24 September 2021, Belgium: Despite a slow first quarter, the total value of EU agri-food trade (exports plus imports) for January-June of 2021 amounted to €157.1 billion, reflecting a 3% increase on the same period in 2020. Exports rose by almost 6% to €95.3 billion, while imports fell by 1% to €61.8 billion, giving a total agri-food trade surplus of €33.5 billion for the first half of the year. This is an increase of 21% compared to the corresponding period last year.
For January-June 2021, the value of exports to the UK fell more than exports to any other country, down €446 million or 2% compared to the first half of 2020. Similarly, the overall decline in agri-food imports to the EU was largely driven by the reduction in imports from the UK, down by €2 billion or 30% on the same period last year.
There were significant increases in exports to a number of major trading partners compared to the first half of 2020. Exports to the United States grew by €1.65 billion, largely driven by wine, spirits and liqueurs, as well as preparations of vegetables. Exports to China rose by €627 million, with the strong performance of EU pig meat and coarse grains making a considerable contribution to this figure.
There was also growth in the value of exports to Switzerland (up €414 million), Norway (up €383 million), Israel (up €204 million) and Canada (up €200 million).

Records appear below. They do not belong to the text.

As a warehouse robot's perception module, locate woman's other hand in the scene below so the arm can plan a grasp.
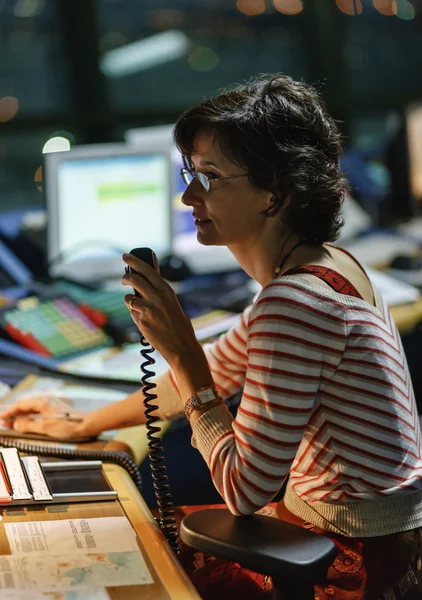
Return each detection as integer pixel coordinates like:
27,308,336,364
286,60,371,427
0,393,87,441
122,254,201,365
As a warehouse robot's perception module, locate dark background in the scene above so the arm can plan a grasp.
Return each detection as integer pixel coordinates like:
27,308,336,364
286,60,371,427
0,0,422,210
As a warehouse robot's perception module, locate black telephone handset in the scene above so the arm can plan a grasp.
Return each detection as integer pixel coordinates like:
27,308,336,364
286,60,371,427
125,248,179,554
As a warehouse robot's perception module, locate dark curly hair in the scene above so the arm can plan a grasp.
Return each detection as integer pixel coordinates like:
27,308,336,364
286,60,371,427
174,75,344,245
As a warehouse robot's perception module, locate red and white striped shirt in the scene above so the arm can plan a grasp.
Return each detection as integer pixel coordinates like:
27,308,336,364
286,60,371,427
187,276,422,528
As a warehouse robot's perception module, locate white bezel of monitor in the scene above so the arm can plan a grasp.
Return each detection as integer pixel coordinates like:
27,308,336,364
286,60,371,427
44,143,172,281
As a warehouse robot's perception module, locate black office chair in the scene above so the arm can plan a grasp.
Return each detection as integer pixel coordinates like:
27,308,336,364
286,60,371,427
180,509,336,600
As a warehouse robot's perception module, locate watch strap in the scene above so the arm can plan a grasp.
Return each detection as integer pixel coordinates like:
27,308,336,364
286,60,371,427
185,385,223,419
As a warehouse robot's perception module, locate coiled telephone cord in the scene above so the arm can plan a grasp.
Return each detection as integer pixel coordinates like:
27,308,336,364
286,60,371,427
140,334,179,556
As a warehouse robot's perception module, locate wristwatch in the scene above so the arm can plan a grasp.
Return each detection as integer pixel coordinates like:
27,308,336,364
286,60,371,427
185,385,223,419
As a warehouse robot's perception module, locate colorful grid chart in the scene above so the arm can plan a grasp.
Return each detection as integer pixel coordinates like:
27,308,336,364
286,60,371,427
3,297,109,358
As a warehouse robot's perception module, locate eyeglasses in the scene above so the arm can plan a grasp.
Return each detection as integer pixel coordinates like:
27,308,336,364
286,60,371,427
180,168,247,192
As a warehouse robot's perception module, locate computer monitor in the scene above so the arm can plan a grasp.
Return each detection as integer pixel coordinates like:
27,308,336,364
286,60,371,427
45,144,171,281
125,125,240,275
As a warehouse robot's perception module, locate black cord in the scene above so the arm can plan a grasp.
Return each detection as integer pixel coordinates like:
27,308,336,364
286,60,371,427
140,334,179,556
0,437,142,493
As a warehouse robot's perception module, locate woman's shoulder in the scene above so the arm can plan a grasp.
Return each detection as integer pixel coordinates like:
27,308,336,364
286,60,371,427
249,276,347,332
254,275,344,311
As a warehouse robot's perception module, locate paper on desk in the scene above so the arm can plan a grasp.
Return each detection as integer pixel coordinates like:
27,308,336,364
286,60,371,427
4,517,139,556
3,375,127,412
0,549,153,588
0,588,110,600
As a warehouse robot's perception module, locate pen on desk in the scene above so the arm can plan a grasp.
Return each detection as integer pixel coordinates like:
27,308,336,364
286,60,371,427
7,412,83,423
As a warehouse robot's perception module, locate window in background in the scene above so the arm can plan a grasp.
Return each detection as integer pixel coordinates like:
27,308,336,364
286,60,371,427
0,0,71,119
342,0,422,114
99,0,309,114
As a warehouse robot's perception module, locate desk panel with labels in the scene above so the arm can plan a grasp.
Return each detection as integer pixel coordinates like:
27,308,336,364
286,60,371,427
0,296,111,360
0,464,199,600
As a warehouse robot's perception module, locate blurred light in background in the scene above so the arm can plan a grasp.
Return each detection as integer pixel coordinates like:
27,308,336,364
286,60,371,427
336,0,363,15
100,29,190,77
188,46,219,72
42,136,70,154
273,0,303,15
236,0,266,17
372,0,397,17
0,96,19,123
147,8,186,30
396,0,416,21
13,0,45,18
34,166,43,192
98,31,128,53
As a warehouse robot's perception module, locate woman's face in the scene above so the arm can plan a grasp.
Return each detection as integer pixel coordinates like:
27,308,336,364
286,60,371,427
182,133,271,247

The January-June period also saw import values increase for products from Brazil (up €614 million), India (up €324 million), Australia (up €320 million), Serbia (up €213 million) and Argentina (up €155 million).
Despite the overall increase in agri-food exports, exports to a number of countries declined compared the same period of last year. This includes those to Saudi Arabia (down €341 million), Algeria (down €107 million), South Africa (down €98 million) and Kuwait (down €89 million). Aside from the sizeable decrease in imports from the UK, there was also a decline in imports from the United States (down €522 million), Ukraine (€285 million), Vietnam (€165 million) and Moldova (down €131 million).
Regarding specific product categories, the first half of 2021 saw major increases in the export values of wine (up €2 billion) and spirits and liqueurs (up €1 billion), representing increases of 33% and 35% respectively. Other increases in the value of exports were seen in pig meat (up €485 million), rapeseed and sunflower oils (up €465 million), and chocolate and confectionary (€446 million). Large decreases were, however, reported for exports of wheat (down €1.3 billion) and infant food (down €566 million), with smaller but significant drops in value also recorded for vegetables (down €177 million), butter (€161 million), and milk powders and whey (down €100 million).
The most notable increases in the value of imports were seen in oilcakes (up €877 million), soya beans (up €739 million), fatty acids and waxes (up €216 million), cut flowers and plants (up €106 million), and palm and kernel oil (up €68 million). The highest decreases in import values, on the other hand, were seen in tropical fruit, nuts and spices (down €733 million), unroasted coffee and tea (down €245 million), fruit juices (down €175 million), raw tobacco (down €168 million), and rice (down €128 million).